LolaSmiles · 29/11/2019 15:23

Teachers keep repeating this like a mantra but that doesn't make it true. Teachers act in loco parentis, parents don't need to sort out childcare when their children are at school because the children are cared for at school. Childcare is part of what schools do. Why do teachers refuse to acknowledge they provide childcare?
Because for 190 days a year within the hours of the school day (give or take after school enrichment), teachers and schools provide education.
It's not a childcare service, so people whining about the fact there's training days that are inconvenient (or worse acting like training days that are our +5 days are somehow depriving them of their childcare) are being ridiculous.

If someone sends their child to a football academy every Saturday morning 9-12, the football academy isn't childcare. It's sporting training. The coaches will be supervising, but they are not providing childcare. Anyone who complained that due to coaches having to do a day first aid training one Saturday is so inconvenient because they normally work Saturday morning would be unreasonable because it isn't childcare.

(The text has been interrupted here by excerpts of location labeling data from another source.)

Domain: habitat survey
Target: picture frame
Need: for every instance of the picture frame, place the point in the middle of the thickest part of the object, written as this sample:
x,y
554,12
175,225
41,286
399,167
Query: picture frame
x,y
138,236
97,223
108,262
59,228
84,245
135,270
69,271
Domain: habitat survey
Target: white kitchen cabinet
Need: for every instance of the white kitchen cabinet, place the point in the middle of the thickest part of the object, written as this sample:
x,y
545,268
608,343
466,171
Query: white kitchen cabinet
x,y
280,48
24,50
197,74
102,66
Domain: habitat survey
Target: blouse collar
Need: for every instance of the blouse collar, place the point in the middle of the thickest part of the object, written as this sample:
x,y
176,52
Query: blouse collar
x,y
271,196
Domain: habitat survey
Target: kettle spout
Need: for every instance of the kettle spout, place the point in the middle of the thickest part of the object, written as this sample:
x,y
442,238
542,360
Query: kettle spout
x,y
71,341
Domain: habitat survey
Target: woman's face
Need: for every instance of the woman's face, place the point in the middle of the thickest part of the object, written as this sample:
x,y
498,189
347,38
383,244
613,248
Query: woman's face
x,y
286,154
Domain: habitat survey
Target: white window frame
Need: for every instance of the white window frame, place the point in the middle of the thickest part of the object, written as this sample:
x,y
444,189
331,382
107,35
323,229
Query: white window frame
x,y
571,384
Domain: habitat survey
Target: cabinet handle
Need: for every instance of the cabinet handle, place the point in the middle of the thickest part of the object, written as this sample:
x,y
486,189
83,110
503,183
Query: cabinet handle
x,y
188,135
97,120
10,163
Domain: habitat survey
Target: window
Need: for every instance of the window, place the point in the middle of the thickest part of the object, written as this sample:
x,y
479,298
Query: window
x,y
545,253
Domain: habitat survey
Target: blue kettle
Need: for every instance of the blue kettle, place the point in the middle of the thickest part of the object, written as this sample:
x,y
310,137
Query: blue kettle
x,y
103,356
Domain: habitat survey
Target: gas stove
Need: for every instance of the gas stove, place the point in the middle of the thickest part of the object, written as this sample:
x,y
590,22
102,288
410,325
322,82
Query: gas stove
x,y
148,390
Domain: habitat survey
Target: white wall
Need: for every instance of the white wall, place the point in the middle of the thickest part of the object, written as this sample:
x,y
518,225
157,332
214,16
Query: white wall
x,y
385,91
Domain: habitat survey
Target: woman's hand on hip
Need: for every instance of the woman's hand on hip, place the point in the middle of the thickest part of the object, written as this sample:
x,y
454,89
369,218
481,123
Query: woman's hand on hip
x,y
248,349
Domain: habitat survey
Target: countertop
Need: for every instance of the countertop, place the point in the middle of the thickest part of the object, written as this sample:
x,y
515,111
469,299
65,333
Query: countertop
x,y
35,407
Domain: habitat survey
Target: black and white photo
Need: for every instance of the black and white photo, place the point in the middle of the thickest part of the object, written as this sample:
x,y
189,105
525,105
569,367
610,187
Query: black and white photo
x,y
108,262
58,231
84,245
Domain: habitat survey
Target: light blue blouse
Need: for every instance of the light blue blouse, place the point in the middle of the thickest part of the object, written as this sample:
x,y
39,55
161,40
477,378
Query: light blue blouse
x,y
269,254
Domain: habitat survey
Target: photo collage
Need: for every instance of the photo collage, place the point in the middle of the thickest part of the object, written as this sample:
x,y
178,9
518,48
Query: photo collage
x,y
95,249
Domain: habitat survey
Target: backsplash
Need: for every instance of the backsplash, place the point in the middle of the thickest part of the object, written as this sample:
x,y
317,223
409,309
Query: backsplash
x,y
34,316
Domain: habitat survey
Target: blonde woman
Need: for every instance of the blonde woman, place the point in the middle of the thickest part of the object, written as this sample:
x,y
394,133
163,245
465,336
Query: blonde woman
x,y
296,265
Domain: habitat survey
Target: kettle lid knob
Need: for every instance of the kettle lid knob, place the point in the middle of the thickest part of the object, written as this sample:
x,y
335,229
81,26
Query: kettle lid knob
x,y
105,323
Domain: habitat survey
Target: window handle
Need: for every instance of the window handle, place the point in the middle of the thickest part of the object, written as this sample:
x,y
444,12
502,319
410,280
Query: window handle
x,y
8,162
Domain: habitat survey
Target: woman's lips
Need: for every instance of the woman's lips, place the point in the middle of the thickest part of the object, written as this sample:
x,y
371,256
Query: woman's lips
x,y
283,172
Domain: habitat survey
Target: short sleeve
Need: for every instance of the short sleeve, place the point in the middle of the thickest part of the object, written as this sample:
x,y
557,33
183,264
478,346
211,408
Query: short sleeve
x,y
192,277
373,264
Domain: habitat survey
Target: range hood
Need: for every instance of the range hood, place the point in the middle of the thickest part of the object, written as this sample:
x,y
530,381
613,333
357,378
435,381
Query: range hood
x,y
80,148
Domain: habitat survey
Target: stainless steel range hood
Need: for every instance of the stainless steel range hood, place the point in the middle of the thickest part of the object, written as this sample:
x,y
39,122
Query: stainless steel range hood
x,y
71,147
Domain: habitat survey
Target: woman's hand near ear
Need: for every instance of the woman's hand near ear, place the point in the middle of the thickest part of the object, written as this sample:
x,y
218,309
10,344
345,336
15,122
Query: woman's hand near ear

fedup21 · 29/11/2019 15:42

Why do teachers refuse to acknowledge they provide childcare?

Because they don’t! It’s education.

A 7.30-6.30 nursery is childcare.

drspouse · 29/11/2019 15:52

In the sense that it provides a place for working parents' children to go during working hours (give or take), yes, it is childcare.
If school was not available for this purpose, the government would have to find something else to fill this place or lose about 1/3 of the workforce.